EU’s Next 7-Year Budget Proposal Goes Big on Climate Action to Reach Carbon Neutrality
The bloc wants to lead the world in climate action.
European Council President Charles Michel is proposing €274 billion (US $296 billion) for climate-related initiatives as part of the European Union’s (EU) budget for 2021-2027, according to Reuters.
Leaders from across the EU assemble every seven years to agree on the size of the bloc’s budget for the next seven-year period and, crucially, where and how the budget will be spent. This week, leaders are assembling in Brussels to debate spending priorities from 2020 to 2027.
Michel is suggesting an increase in climate spending compared to the previous budget, to accelerate the bloc’s larger goal of becoming carbon neutral by 2050.
His current proposal for climate spending — which will act as a springboard for EU leaders to discuss this week — represents 25% of the EU’s total budget and would be spent on various programs in different regions.

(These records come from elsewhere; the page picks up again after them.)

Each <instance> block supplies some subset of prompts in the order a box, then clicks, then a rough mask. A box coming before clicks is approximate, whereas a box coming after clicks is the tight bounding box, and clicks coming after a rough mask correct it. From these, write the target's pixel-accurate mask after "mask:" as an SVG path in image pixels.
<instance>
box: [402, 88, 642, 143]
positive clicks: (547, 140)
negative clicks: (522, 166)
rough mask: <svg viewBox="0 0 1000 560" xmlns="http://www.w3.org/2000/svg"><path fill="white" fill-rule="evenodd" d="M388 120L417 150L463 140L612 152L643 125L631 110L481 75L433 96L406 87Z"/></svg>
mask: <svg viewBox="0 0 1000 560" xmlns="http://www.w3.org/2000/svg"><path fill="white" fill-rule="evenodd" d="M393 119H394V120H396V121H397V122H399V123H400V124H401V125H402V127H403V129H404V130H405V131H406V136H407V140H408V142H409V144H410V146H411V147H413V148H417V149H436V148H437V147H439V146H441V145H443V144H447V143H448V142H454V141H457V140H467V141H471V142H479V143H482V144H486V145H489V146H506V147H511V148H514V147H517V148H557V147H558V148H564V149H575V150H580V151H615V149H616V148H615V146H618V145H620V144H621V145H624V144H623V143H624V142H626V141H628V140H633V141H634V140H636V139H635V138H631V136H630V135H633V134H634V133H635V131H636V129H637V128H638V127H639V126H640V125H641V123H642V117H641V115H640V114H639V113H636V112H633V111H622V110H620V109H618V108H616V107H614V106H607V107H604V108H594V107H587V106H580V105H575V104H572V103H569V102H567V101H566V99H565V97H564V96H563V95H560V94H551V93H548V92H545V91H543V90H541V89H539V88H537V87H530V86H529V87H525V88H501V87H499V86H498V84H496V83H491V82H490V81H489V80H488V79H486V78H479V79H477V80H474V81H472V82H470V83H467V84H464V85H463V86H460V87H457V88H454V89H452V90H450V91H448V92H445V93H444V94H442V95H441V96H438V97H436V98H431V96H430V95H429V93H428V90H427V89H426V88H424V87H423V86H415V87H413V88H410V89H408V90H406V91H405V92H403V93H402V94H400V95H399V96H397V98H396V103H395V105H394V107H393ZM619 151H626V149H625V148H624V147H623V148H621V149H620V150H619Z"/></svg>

“Today climate change is threatening our very existence,” Michel said in a speech from last year, highlighting the EU’s commitment to climate action. “We must address it with laser focus. We must shift into high gear. We must lead. And inspire others to act.”
The main area of climate spending would be on agriculture, if it’s agreed upon during the special budget meeting of the European Council, which kicked off on Thursday. Michel proposes dedicating a third of the climate budget to the Common Agricultural Policy, and prioritizing 40% of this spending on climate-related issues, Reuters reports.
Scientists believe that transforming global agriculture — to focus on restoring landscapes, improving soil quality, planting diverse crops, and reducing meat production — can play a significant role in combatting climate change.
The New York Times recently uncovered widespread corruption in EU agricultural spending, which could hamper climate objectives.
The budget also proposes taking a harder line against countries, such as Poland, that refuse to pursue carbon neutrality by denying them funds.
The European Investment Bank could also receive €100 billion in additional capital to disburse toward climate projects.
“Bold climate action could trigger trillions of euros in economic benefits,” Michel said in the speech. “And create millions of jobs in the sustainable energy sector alone. We must seize this opportunity.”
The budget is still undergoing negotiation and could change in the months ahead, but the focus on climate change in Michel’s starting-point proposal reflects the urgency of the issue.
The UN warns that unless countries begin to rapidly curb their carbon emissions, then a “climate apartheid” could emerge, with global inequality soaring. It’s currently unclear whether the EU would be committing more overseas development aid to climate action, including funding the UN’s Green Climate Fund.
Global Citizen is calling on all EU members to commit to hitting the internationally-agreed target of spending at least 0.7% of their gross national income (GNI) to overseas development aid, a target that has been the goal of international development for decades.
Any climate action is necessarily global in its impact, but developing countries in particular need support in adapting to growing threat of climate change impact.
Citizens throughout the EU have demanded bold climate action from their leaders and this budget suggests an increased willingness to act.
“I want Europe to be the first climate-neutral continent,” Michel said in the speech. “To achieve this, we need to transform our economy and our society. And mobilize private and public investments.”
“Climate change is not the end of the story,” he added. “Human history shows that obstacles are often unique opportunities to make progress, innovation, new technologies, a better quality of life. This is what we need now. Urgently.”